Tuesday, October 16, 2012

Works of seven Indian artists exhibited in Australia

The Contemporary Art Centre located in South Australia plays host to the artworks of several highly talented Indian artists who, as it describes, work with different avatars and extensions of the various photographic images. The exhibition, entitled ‘The Needle on the Gauge, curated by critic and scholar Ranjit Hoskote, features Gauri Gill, Ram Rahman, Gigi Scaria, Ryan Lobo, Samar Jodha, Ravi Agarwal, and Veer Munshi.

The showcase traces collective crises and afflictions visible in India through a series of documentary projects, posters, performance-based work, and composite media practices like blogs.

An environmental activist, writer and photographer, Ravi Agarwal is also the founder of Toxics Link and explorer of the embattled terrain of the ubiquitous urban self. A renowned designer, social activist, writer, curator, and photographer , Ram Rahman is among the founder members of the Safdar Hashmi Memorial Trust (SAHMAT) fighting the cause of for cultural freedom.

Gigi Scaria is a sculptor, video-maker and painter, who reflects on various situations of power asymmetry, such as internal migration, apart from focusing on the deeper divides of myth and amnesia inadvertently encrypted into our collective, constructed shared histories.

Samar Jodha is a film-maker, photographer and social activist who is known to work with street children, the aged people, miners in strife-worn regions of north-eastern India and peasantry.
Ryan Lobo is an urban researcher, an avid blogger and photographer who has worked on many documentary projects in conflict zones of Africa and West Asia . Veer Munshi is a video-maker, photographer and painter,who deeply probes into the Kashmir situation, the immense human and cultural suffering inflicted because of terrorism and proxy warfare.
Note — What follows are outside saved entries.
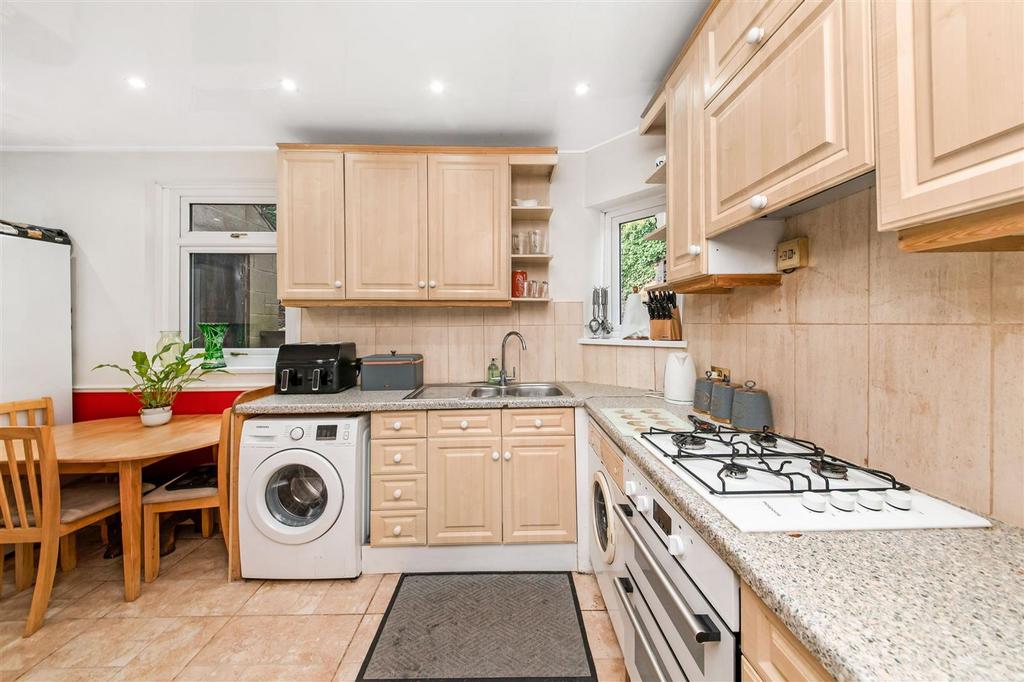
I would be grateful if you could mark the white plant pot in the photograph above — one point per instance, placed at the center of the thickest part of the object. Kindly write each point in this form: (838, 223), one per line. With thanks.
(155, 416)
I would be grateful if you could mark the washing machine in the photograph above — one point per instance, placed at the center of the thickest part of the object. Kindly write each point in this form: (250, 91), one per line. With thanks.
(608, 542)
(301, 496)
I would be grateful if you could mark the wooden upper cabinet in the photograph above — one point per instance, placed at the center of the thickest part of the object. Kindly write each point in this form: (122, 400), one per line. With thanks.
(310, 225)
(386, 225)
(733, 33)
(684, 118)
(796, 120)
(950, 84)
(539, 489)
(464, 491)
(469, 233)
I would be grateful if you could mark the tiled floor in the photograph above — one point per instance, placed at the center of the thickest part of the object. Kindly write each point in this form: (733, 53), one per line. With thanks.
(193, 625)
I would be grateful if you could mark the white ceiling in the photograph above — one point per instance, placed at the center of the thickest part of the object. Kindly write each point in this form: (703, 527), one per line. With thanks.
(363, 70)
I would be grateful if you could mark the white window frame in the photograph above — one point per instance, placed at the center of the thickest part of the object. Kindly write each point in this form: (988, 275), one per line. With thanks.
(177, 244)
(613, 217)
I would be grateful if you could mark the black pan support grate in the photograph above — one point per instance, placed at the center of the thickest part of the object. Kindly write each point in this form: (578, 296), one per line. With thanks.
(768, 460)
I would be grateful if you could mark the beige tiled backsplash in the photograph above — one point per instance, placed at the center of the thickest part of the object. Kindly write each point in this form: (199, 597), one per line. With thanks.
(910, 363)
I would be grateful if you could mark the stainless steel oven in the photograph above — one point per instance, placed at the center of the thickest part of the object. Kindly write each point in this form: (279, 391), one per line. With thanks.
(672, 631)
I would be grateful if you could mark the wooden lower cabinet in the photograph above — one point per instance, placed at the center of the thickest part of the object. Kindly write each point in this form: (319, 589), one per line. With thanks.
(771, 652)
(464, 491)
(539, 489)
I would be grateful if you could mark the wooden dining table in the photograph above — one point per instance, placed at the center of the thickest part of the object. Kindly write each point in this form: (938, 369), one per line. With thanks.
(124, 446)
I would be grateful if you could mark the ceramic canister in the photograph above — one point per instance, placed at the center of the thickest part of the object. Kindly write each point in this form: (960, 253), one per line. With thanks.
(721, 401)
(701, 392)
(751, 409)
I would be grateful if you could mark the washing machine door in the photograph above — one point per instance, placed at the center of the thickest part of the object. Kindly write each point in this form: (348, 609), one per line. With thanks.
(295, 496)
(602, 517)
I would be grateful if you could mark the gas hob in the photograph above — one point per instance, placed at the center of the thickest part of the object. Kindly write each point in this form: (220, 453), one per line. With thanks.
(769, 482)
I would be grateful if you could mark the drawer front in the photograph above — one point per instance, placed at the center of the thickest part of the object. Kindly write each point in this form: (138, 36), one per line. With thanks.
(475, 423)
(397, 528)
(544, 421)
(764, 146)
(770, 649)
(733, 33)
(397, 492)
(401, 456)
(398, 425)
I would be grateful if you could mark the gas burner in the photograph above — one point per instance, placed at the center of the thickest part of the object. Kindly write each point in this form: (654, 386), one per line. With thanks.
(688, 441)
(733, 470)
(764, 439)
(700, 426)
(828, 469)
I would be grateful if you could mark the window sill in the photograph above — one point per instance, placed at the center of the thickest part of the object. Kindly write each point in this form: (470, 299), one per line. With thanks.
(634, 343)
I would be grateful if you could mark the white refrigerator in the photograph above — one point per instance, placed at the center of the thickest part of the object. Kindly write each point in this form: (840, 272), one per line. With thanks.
(35, 316)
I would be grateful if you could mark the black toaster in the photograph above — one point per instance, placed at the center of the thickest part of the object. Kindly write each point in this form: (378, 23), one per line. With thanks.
(315, 368)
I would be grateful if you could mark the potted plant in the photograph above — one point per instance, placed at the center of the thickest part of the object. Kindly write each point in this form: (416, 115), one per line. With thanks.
(159, 378)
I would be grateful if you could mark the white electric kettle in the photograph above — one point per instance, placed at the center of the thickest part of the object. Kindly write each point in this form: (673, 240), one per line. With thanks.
(680, 378)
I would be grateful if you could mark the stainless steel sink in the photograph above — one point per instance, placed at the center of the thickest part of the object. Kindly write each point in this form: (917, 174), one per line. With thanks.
(484, 391)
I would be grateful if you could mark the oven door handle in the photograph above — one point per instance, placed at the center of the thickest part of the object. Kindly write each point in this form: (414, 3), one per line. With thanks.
(624, 587)
(702, 632)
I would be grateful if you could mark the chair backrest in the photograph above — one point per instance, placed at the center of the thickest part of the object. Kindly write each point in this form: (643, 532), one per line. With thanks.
(30, 485)
(38, 412)
(223, 450)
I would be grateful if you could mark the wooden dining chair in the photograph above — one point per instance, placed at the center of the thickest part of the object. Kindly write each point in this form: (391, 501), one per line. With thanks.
(35, 510)
(163, 501)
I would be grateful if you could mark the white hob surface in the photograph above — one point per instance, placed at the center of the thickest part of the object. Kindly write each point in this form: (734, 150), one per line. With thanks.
(804, 501)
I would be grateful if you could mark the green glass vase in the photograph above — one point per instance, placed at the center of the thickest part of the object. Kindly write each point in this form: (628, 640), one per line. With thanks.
(213, 339)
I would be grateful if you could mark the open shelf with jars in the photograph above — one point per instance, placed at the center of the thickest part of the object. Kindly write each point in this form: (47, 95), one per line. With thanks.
(530, 210)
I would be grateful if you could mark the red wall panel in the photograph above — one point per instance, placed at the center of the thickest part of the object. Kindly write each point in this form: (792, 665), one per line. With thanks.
(101, 405)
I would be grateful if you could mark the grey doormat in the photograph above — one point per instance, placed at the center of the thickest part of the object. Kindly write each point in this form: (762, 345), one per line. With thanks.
(481, 627)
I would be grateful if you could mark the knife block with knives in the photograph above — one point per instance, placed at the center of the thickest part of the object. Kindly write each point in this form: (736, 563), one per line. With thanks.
(664, 311)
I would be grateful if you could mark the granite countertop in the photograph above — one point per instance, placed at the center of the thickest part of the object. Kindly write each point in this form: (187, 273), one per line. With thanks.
(881, 604)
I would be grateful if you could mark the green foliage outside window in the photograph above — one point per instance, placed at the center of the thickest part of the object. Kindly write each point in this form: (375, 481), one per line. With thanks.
(636, 255)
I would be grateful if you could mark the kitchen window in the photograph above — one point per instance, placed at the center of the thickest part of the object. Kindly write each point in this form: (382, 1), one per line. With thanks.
(222, 266)
(634, 258)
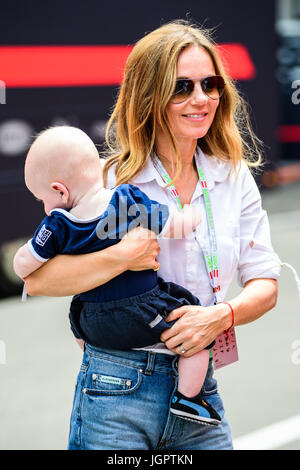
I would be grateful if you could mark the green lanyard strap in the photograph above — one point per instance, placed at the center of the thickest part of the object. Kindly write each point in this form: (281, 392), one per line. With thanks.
(210, 255)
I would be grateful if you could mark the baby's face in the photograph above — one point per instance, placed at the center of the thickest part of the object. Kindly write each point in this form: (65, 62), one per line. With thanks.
(49, 197)
(51, 201)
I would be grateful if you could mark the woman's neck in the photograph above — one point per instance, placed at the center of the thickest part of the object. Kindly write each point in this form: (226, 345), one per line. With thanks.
(168, 158)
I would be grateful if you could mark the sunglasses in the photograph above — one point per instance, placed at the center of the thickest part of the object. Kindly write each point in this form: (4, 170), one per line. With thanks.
(212, 86)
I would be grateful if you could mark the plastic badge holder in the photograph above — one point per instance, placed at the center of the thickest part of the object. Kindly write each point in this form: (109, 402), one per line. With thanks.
(225, 349)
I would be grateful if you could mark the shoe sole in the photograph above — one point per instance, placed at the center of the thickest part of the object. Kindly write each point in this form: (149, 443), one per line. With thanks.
(193, 418)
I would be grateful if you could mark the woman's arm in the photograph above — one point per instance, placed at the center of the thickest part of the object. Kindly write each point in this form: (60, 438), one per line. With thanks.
(67, 275)
(199, 326)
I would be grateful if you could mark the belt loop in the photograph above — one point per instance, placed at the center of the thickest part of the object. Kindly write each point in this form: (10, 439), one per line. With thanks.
(150, 364)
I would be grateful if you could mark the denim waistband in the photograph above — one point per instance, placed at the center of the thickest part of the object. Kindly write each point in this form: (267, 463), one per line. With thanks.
(149, 361)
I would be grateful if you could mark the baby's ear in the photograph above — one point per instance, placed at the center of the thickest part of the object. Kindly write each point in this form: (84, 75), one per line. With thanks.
(61, 190)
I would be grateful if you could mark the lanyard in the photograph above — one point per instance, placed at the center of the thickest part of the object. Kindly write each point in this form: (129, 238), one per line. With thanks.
(210, 255)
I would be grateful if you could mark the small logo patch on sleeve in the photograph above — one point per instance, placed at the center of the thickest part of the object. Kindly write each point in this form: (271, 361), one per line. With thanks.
(43, 236)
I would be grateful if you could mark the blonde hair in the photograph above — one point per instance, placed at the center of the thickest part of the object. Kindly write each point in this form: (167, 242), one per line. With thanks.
(148, 85)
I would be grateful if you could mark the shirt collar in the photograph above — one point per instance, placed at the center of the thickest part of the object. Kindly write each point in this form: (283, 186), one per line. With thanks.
(214, 169)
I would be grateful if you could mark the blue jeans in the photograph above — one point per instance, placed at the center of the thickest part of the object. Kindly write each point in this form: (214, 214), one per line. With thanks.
(122, 402)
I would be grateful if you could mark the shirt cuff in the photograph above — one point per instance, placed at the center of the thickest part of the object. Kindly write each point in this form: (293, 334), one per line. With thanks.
(267, 271)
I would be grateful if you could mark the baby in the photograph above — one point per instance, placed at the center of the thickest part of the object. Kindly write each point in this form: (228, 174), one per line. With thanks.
(63, 170)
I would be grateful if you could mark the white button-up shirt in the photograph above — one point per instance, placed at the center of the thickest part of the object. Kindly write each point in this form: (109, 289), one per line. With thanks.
(242, 229)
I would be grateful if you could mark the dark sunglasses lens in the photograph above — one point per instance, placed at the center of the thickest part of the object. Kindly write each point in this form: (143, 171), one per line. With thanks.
(213, 87)
(183, 89)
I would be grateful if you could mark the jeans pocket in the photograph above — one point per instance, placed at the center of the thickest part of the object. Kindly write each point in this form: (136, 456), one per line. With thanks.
(210, 385)
(107, 377)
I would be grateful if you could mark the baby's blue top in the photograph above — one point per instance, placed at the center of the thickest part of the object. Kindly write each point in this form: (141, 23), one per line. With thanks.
(129, 207)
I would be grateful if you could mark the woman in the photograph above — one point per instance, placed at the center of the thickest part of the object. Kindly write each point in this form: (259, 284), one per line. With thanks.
(178, 116)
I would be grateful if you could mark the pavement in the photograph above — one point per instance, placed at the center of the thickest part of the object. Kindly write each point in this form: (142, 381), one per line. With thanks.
(39, 359)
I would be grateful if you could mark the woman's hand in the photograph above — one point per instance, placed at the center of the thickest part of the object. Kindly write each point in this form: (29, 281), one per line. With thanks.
(139, 248)
(196, 327)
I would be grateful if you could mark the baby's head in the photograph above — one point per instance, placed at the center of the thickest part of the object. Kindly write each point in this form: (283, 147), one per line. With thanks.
(61, 166)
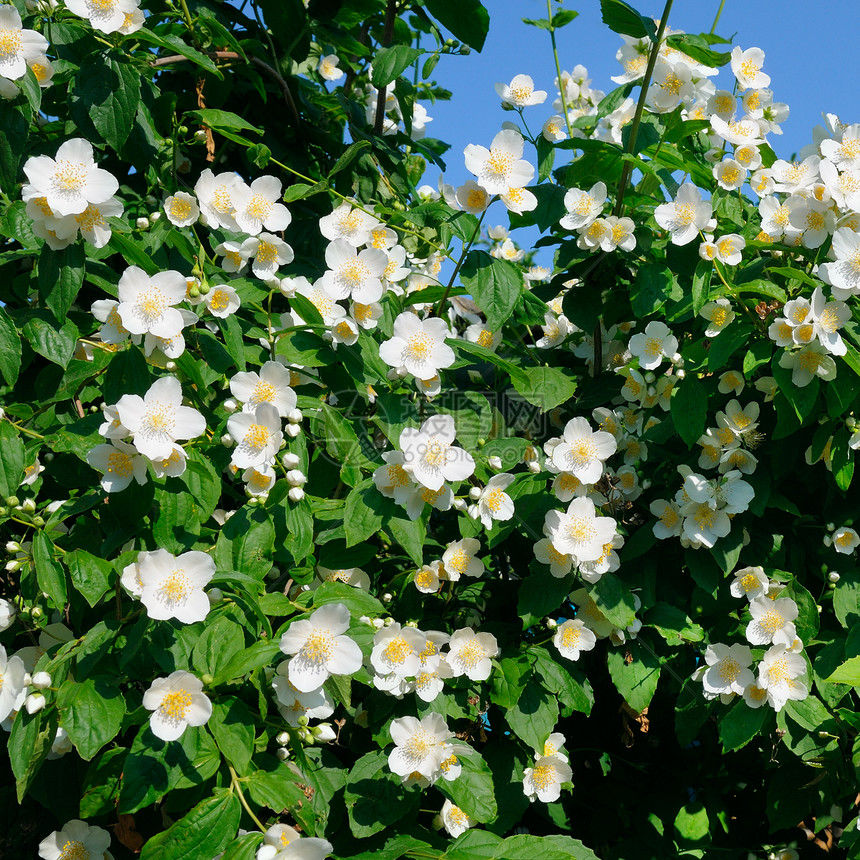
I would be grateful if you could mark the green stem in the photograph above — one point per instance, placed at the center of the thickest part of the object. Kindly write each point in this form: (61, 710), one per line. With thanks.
(558, 68)
(640, 107)
(466, 247)
(717, 19)
(234, 783)
(443, 251)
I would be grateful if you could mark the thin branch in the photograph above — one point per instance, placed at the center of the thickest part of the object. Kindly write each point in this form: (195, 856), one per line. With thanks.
(388, 33)
(262, 64)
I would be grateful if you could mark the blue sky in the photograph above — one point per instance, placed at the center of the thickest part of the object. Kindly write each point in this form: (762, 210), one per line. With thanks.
(809, 49)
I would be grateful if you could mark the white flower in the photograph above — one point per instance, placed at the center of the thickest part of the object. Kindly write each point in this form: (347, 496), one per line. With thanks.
(319, 648)
(71, 181)
(282, 842)
(779, 674)
(572, 637)
(501, 166)
(215, 197)
(686, 216)
(13, 685)
(258, 207)
(120, 463)
(176, 701)
(354, 226)
(772, 621)
(579, 532)
(421, 746)
(258, 436)
(352, 274)
(728, 669)
(807, 363)
(429, 455)
(17, 46)
(747, 66)
(494, 503)
(146, 302)
(544, 780)
(459, 559)
(156, 420)
(845, 540)
(76, 841)
(328, 68)
(552, 129)
(749, 582)
(454, 820)
(172, 586)
(719, 314)
(293, 703)
(470, 654)
(520, 92)
(582, 451)
(181, 209)
(583, 206)
(270, 385)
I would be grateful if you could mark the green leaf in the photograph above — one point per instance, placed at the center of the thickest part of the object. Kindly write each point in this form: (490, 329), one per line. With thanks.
(363, 512)
(232, 726)
(10, 345)
(203, 832)
(473, 789)
(221, 120)
(653, 285)
(622, 18)
(390, 63)
(741, 724)
(636, 681)
(534, 716)
(49, 573)
(175, 44)
(11, 460)
(375, 797)
(53, 341)
(468, 20)
(92, 713)
(91, 576)
(28, 745)
(545, 387)
(689, 406)
(728, 342)
(494, 284)
(105, 94)
(564, 679)
(218, 644)
(847, 673)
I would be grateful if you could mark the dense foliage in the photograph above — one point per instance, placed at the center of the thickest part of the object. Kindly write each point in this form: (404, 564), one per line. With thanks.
(337, 526)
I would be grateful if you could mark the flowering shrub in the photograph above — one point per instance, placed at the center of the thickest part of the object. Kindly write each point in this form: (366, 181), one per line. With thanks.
(337, 525)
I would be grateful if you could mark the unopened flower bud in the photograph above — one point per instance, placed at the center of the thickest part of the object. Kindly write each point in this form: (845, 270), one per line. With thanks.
(34, 702)
(40, 680)
(296, 478)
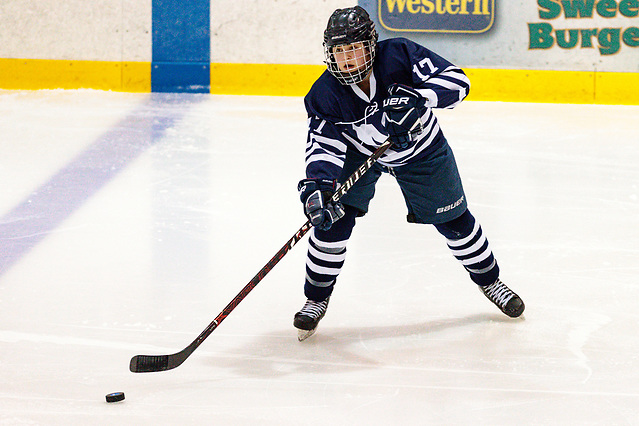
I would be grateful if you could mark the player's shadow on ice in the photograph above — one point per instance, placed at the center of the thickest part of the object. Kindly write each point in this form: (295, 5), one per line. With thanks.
(334, 349)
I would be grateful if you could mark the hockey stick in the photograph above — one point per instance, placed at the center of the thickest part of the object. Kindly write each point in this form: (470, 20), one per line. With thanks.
(152, 363)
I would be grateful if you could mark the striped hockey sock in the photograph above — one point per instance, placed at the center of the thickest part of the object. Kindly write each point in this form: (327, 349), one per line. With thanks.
(324, 262)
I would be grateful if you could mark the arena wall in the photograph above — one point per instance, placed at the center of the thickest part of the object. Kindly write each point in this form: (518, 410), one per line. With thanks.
(577, 51)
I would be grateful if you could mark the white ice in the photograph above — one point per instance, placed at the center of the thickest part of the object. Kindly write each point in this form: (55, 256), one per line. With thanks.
(129, 221)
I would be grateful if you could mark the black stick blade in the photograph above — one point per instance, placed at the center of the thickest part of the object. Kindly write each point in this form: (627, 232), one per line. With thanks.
(149, 363)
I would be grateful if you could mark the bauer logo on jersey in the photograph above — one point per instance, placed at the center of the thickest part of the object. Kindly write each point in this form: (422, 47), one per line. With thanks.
(445, 16)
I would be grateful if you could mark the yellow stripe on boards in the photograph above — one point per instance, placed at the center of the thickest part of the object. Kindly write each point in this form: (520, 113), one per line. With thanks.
(35, 74)
(581, 87)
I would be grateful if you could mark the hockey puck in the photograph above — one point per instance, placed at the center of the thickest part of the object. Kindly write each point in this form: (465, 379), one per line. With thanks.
(115, 397)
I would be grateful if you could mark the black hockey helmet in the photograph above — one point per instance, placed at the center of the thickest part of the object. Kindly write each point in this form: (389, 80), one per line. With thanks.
(347, 26)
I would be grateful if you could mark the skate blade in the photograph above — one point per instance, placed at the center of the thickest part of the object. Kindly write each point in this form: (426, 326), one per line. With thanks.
(305, 334)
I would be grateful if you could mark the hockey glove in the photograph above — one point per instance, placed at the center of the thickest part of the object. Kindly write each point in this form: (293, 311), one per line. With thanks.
(318, 206)
(402, 115)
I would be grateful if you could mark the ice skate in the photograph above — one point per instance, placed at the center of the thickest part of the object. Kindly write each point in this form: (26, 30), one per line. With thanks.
(307, 319)
(504, 298)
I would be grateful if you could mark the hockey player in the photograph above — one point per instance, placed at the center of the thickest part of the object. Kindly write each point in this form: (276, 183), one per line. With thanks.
(370, 92)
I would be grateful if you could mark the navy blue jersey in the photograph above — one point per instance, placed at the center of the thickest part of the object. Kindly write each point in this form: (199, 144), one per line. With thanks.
(344, 116)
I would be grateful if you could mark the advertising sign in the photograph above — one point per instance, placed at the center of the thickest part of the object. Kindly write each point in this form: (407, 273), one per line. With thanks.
(443, 16)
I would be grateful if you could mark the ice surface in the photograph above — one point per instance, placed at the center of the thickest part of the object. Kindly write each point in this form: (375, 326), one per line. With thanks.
(128, 222)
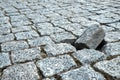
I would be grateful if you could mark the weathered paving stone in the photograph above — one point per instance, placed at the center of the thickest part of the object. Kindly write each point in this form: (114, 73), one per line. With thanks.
(112, 36)
(4, 20)
(54, 65)
(40, 41)
(112, 49)
(47, 29)
(25, 55)
(111, 67)
(49, 78)
(91, 38)
(63, 37)
(4, 30)
(26, 71)
(87, 56)
(56, 49)
(26, 35)
(21, 28)
(18, 18)
(5, 38)
(75, 28)
(4, 60)
(107, 28)
(60, 22)
(14, 45)
(82, 73)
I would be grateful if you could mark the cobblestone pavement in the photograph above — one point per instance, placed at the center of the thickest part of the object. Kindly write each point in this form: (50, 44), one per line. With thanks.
(37, 36)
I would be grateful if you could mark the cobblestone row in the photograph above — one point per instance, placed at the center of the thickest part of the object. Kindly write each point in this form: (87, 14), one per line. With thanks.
(38, 40)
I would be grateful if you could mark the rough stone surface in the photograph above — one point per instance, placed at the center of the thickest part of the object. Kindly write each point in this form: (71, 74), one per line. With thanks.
(82, 73)
(54, 65)
(91, 38)
(54, 26)
(111, 67)
(40, 41)
(56, 49)
(25, 55)
(20, 29)
(14, 45)
(5, 38)
(4, 30)
(112, 49)
(63, 37)
(4, 60)
(49, 79)
(26, 71)
(26, 35)
(87, 56)
(112, 36)
(48, 29)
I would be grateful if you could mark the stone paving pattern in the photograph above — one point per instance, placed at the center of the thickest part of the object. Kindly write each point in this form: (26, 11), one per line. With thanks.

Gauri Gill, who earlier worked as a photojournalist, has developed her art practice at the intersection between critical ethnography, the photographic installation and reportage. Born in Chandigarh she did her BFA at the New Delhi College of Art. She later studied at the Parsons School of Design, New York, and Stanford University, Palo Alto, California, where she completed her MFA.

The work of all these artists has been exhibited extensively across India and the world. ‘The Needle on the Gauge’ is presented courtesy Adelaide Festival Centre.